What a nice email today, a developer sent along a request to have some databases migrated and included some details regarding a sql login.

It seems that these databases are part of a vendor application. And it would also seem that this vendor requires this sql account to be a sys admin (of course!)

Well, the developer then goes out of their way at the end of the email to state: “Please also make sure that this sql login is assigned dbo privileges on the databases”.

Sure thing, I would hate to skip that step and have the app cease to function for you. While I am at it, let me add the login to all of the fixed server roles, and not just sys admin, just in case it needs that as well. In the meantime, perhaps you could glance through some documentation regarding database security. After all, you were hired to work with this technology, you might as well have an understanding of what it means to be a sys admin.

Locked out

We have an upgrade to an application being deployed and as part of the upgrade there is a database piece. The app team decides (rightfully) to make certain that no one tries to connect to the database while the upgrade is happening, and they tell their users to not use any apps that connect to the database. So far, so good.

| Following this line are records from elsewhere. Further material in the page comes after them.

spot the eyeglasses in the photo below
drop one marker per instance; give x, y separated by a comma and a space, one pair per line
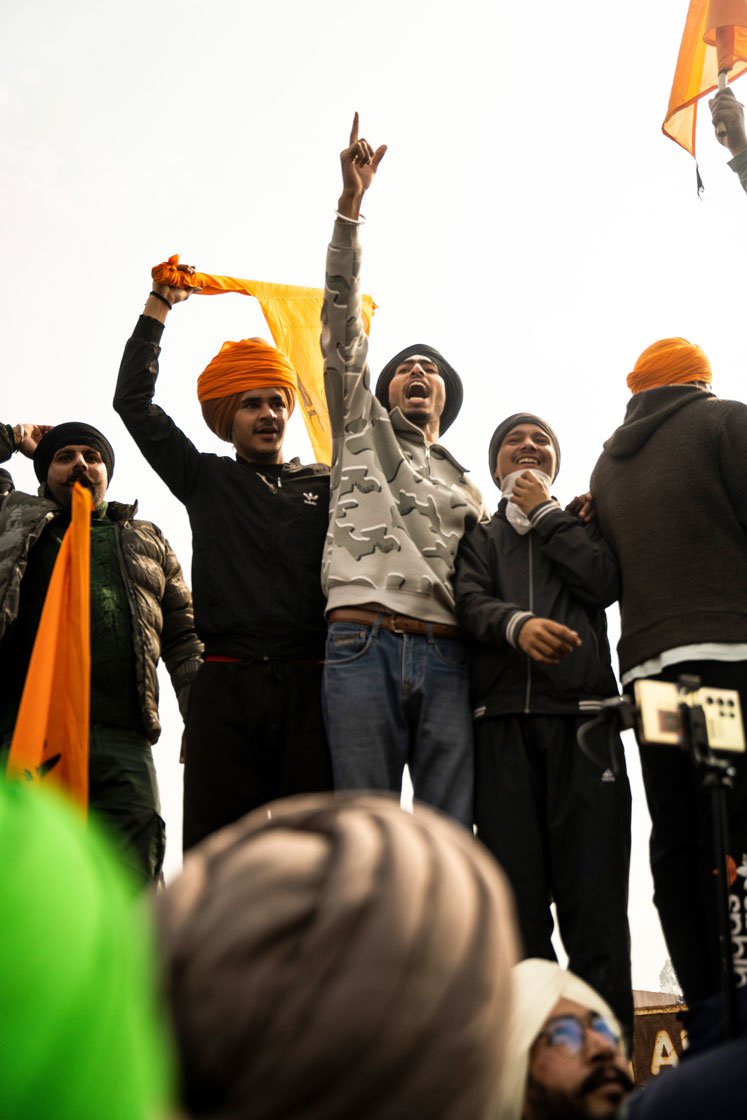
569, 1030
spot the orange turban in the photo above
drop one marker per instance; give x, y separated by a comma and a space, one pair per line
237, 367
669, 362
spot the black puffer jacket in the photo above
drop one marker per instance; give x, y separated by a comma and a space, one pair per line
162, 619
561, 570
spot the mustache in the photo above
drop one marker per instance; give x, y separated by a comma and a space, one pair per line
605, 1075
77, 475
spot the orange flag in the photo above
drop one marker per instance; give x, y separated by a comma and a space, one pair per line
715, 39
52, 729
293, 317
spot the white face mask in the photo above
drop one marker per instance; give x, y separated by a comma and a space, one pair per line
515, 516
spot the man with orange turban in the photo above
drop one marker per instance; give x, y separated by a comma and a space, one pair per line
254, 729
671, 500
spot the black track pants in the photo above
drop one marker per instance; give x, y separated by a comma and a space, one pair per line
254, 733
560, 827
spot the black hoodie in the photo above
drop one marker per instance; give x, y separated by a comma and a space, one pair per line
670, 492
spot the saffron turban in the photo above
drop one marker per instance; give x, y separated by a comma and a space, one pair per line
537, 986
73, 434
451, 381
235, 370
81, 1032
669, 362
333, 957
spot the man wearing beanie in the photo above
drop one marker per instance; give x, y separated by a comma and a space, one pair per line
140, 608
531, 587
671, 501
395, 678
254, 728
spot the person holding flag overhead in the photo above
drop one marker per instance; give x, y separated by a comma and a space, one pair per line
254, 728
140, 607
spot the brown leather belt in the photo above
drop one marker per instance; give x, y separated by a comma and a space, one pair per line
398, 624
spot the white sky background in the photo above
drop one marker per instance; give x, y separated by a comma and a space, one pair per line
529, 220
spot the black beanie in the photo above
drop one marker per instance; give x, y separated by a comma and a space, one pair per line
451, 380
75, 434
509, 425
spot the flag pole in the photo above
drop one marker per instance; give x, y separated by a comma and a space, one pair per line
725, 53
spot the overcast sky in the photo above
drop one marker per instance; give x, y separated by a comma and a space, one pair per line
529, 220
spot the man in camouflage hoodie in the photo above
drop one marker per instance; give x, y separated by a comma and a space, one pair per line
395, 686
140, 607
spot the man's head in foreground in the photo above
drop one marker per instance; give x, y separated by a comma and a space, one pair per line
427, 390
71, 453
246, 393
670, 362
339, 958
565, 1058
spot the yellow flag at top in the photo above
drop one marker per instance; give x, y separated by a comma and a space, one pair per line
293, 316
50, 739
713, 42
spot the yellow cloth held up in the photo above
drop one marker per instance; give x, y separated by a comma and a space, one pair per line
669, 362
52, 730
292, 315
715, 38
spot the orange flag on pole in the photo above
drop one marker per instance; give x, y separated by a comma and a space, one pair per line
293, 316
713, 52
52, 729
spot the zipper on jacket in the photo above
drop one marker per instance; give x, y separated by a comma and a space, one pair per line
137, 649
531, 607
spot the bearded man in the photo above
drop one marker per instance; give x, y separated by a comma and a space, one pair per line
531, 588
140, 608
254, 728
565, 1057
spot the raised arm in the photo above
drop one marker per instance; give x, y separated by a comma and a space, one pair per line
344, 342
20, 437
167, 449
728, 117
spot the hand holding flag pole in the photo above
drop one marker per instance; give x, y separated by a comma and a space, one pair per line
712, 53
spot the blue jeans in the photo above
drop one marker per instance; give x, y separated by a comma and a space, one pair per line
391, 699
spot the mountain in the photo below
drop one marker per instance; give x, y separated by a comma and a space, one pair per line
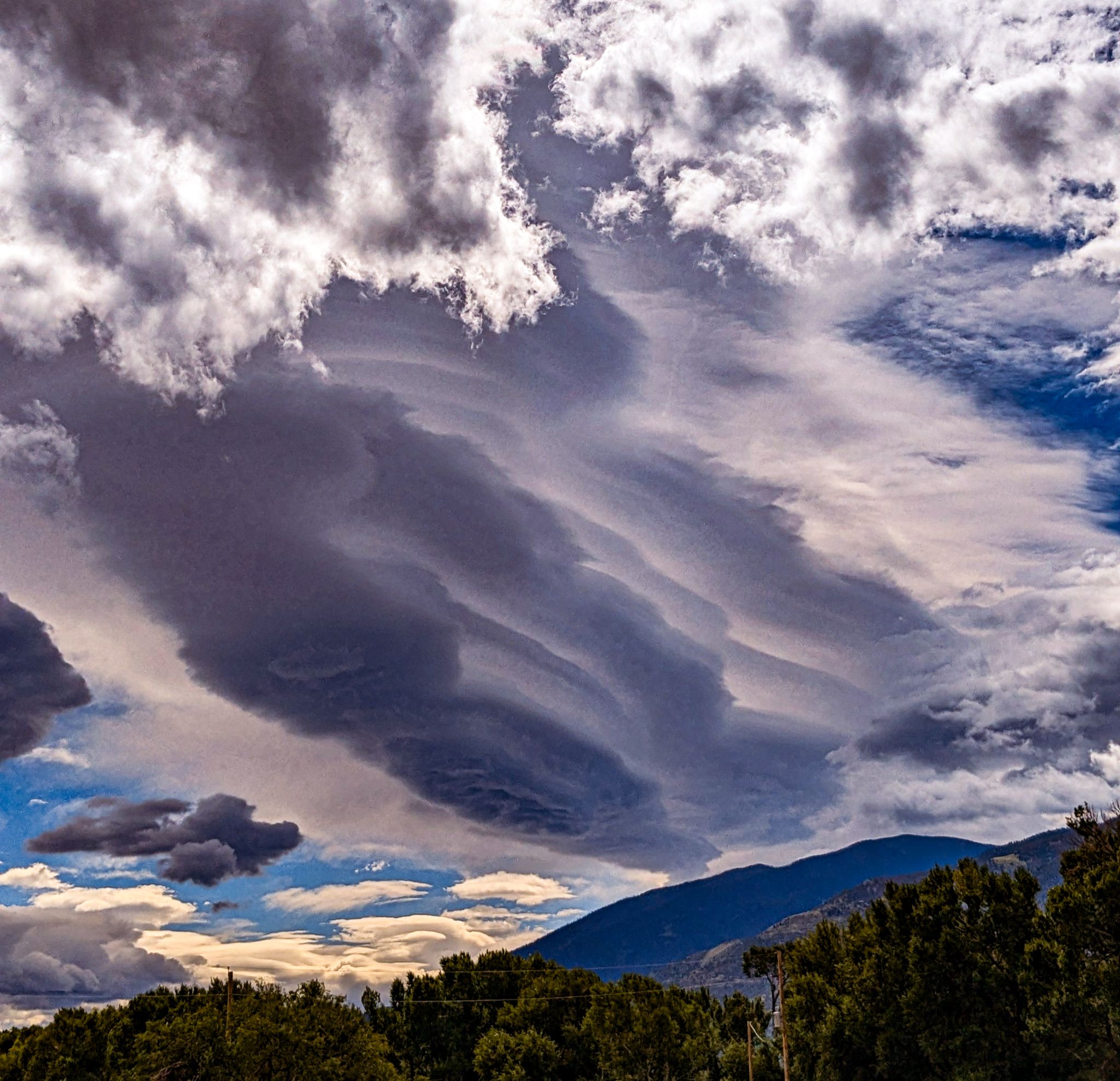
673, 922
719, 968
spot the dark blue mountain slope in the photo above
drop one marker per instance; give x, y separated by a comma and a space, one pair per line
670, 924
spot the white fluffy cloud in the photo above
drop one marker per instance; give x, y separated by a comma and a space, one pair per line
344, 896
801, 131
508, 885
190, 180
70, 944
366, 950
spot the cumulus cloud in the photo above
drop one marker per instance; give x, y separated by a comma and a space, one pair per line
36, 683
803, 131
508, 885
72, 944
214, 840
57, 754
359, 953
188, 180
345, 896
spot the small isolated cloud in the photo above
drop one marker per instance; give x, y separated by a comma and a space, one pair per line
219, 838
59, 754
36, 683
1108, 762
39, 451
37, 877
508, 885
344, 896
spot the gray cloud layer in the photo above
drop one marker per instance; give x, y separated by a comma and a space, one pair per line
581, 584
158, 162
219, 838
36, 683
809, 131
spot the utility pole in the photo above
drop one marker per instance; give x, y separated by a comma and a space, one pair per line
229, 1004
781, 998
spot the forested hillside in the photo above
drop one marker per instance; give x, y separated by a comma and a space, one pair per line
959, 977
672, 922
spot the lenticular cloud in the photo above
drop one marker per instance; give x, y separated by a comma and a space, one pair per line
190, 177
803, 131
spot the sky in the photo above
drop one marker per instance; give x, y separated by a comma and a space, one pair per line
465, 463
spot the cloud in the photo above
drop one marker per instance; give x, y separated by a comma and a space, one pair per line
40, 452
157, 164
800, 133
369, 649
36, 683
37, 877
59, 754
219, 838
73, 944
344, 896
508, 885
1108, 762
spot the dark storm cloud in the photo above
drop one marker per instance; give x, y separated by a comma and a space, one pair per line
1030, 127
36, 683
867, 57
248, 78
219, 838
223, 527
880, 156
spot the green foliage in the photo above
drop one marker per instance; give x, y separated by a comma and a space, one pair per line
960, 977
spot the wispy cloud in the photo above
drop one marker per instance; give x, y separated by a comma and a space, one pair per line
345, 896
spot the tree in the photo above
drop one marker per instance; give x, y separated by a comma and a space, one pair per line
1080, 1020
523, 1055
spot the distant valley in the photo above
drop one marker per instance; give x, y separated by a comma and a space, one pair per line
695, 933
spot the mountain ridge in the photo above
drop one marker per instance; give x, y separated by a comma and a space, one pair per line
670, 924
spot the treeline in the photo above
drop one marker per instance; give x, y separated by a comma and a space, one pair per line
961, 977
965, 977
495, 1019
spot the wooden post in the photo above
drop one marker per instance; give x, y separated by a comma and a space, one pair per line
781, 998
229, 1003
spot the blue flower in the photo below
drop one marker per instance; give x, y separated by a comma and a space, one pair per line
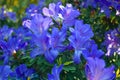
95, 70
91, 50
81, 33
55, 73
4, 14
5, 71
61, 14
49, 45
11, 46
112, 41
38, 24
5, 32
23, 72
57, 38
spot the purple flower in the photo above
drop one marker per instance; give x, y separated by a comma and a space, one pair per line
23, 72
4, 14
49, 45
5, 32
112, 41
4, 72
11, 46
55, 73
57, 38
81, 33
91, 50
95, 70
38, 24
61, 14
34, 9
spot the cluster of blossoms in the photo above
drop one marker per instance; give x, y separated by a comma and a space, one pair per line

Well, one account continues to open a connection, and no one has any idea about the account. I recognize it and point towards the person on a different team, as it is a service account used by a web pool to connect to the database. Unfortunately, it cannot be turned off anytime soon, as we do not host the servers making the connection. So, what to do?

I decide to put the db in single user mode, kill all connections, and have them run the upgrade. It fails, because the upgrade opens about thirty connections to the database. Why? Good question.

I decide to switch the database to dbo use only, take it out of single user mode, and have them run the upgrade. Before the upgrade starts, that service account connects again. Turns out the account is a sys admin. Why? Good question.

We remove the service account from sys admin and try to get things going again. It reconnects. Since it is not a sys admin, and not a dbo, and not an alias, we are stumped as to how it can connect. You would think that I would know the answer as to how it is getting in, but I don’t. Suddenly, my colleague realizes that we could lock the accounts.

Lock the account! Why did i not think of that! We lock a few accounts, just to be safe, and the upgrade gets underway, only a few hours later than desired.